RANCHO SANTA FE — When it came to setting a fee schedule for the usage by outsiders of its new Performing Arts Center, the Rancho Santa Fe School board seemed like nervous parents sending their daughter out on a first date.
“Do you think people are going to come and want to rent this thing?” asked Richard Burdge, newly elected board president.
“We’ve had a lot of interest,” Superintendent Lindy Delaney said.
Marti Ritto, who had just been sworn in as a new trustee along with Todd Frank, said the Miss America California Pageant had expressed an interest in renting the facility.
There have been dance schools and a few nonprofit organizations who wanted information about renting it for several hours, Delaney said.
Because a school is a public agency, the Civic Center Act requires the use of its facilities to be offered to the community for anything from politics to dance recitals. In the case of the school’s performing arts center, approval must come from the superintendent’s office.
Separate fees must be charged for nonprofit and for profit organizations.
To protect the school and the center, each organization that rents the center will be required first to have its own insurance and pay a deposit for cleaning and repair in case anything is damaged.
To determine fees for the center, Delaney said she considered what similar venues in the area were charging, which she included for the board at its Dec. 7 meeting.
Still, the idea of handing it over to strangers seemed an uncomfortable thought for some of the board.
“We know it will look used in the future, but right now it is beautiful,” said Jim Depolo, board member.
“Do you think the deposit is large enough?” asked Todd Frank of the $300 amount to be used for damage or cleaning.
“You can’t fix anything for $300,” Depolo said.
In the end, the board voted to increase the fees of the original proposal by Delaney.
Although the fees are not yet finalized, the board voted that nonprofit organizations should pay $800 for five hours of use and for profit organizations should pay $1,200.
This does not include the price of technical or custodial personnel needed for each event.
In other school board news, Delaney in her report discussed sending four staff members to Columbia University in February to a conference to help strengthen leadership in the school.
Depolo questioned the expense of a trip to New York.
“We have a budget and we are trying to spend it wisely,” he said.
Delaney said there had been $18,000 included in the budget for staff development, which includes trips to such conferences, and she felt the Columbia trip is important to the school.
“One of the programs we have been using for several years is the Columbia Model of reading and writing,” Delaney said in a later interview. “In the past, the Columbia program sends teachers to the (Rancho Santa Fe) school throughout the year.
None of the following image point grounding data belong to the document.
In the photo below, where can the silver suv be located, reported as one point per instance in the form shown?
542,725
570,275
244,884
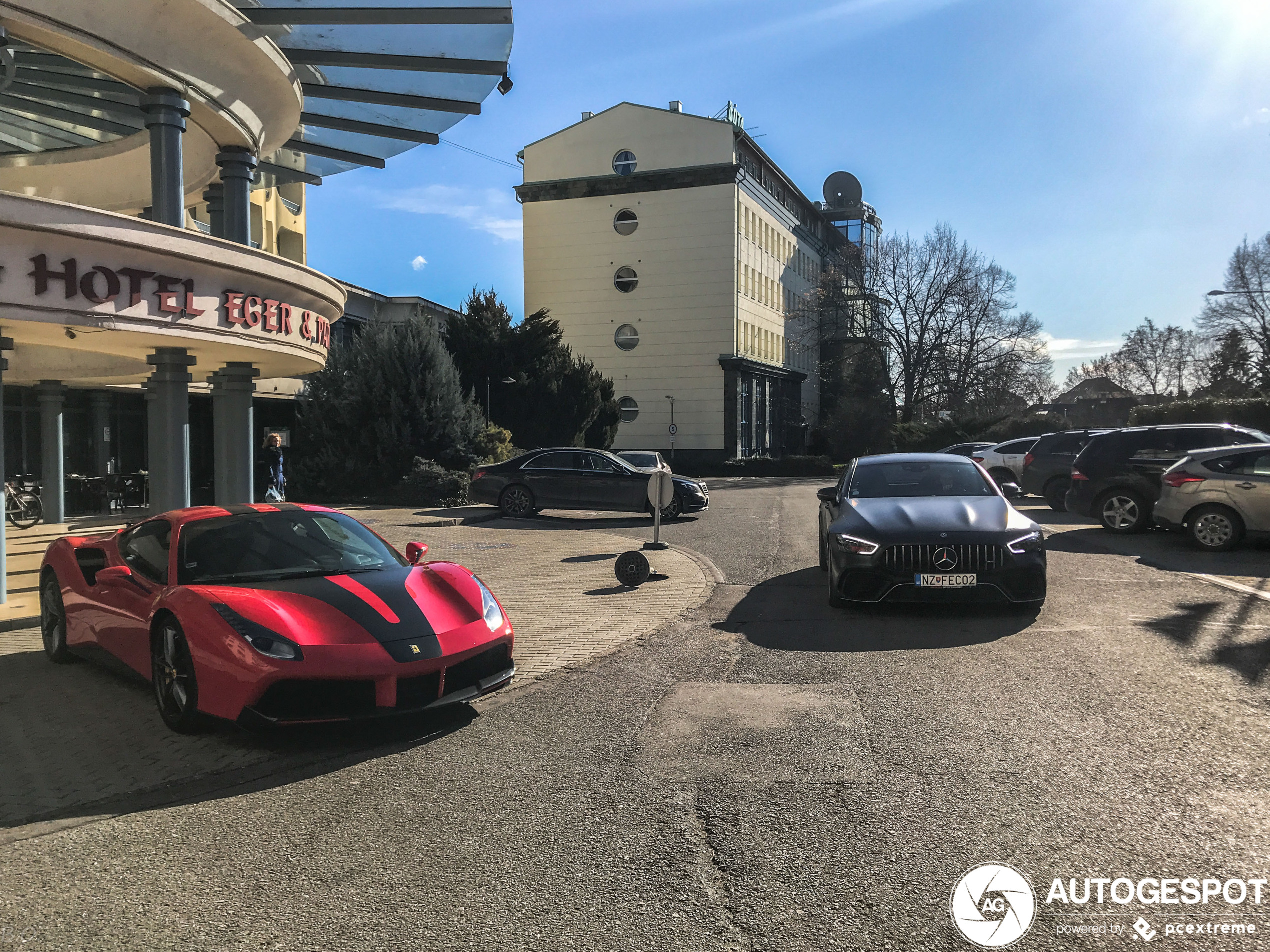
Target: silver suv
1217,497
This is the opportunity to send people to Columbia to work with other educators and leaders and bring back information and work with our teachers and staff.”
Also at the meeting, the elementary school student council was introduced to the board. They are Seamus O’Brien, fifth-grade governor; Izzy Enriquez, fifth-grade philanthropy commissioner; Grace Parker, fifth-grade environmental consultant; Millie Mabbutt, sixth-grade governor; Olivia Carter, sixth-grade commissioner; and Jayden Gillespie, sixth-grade environmental consultant.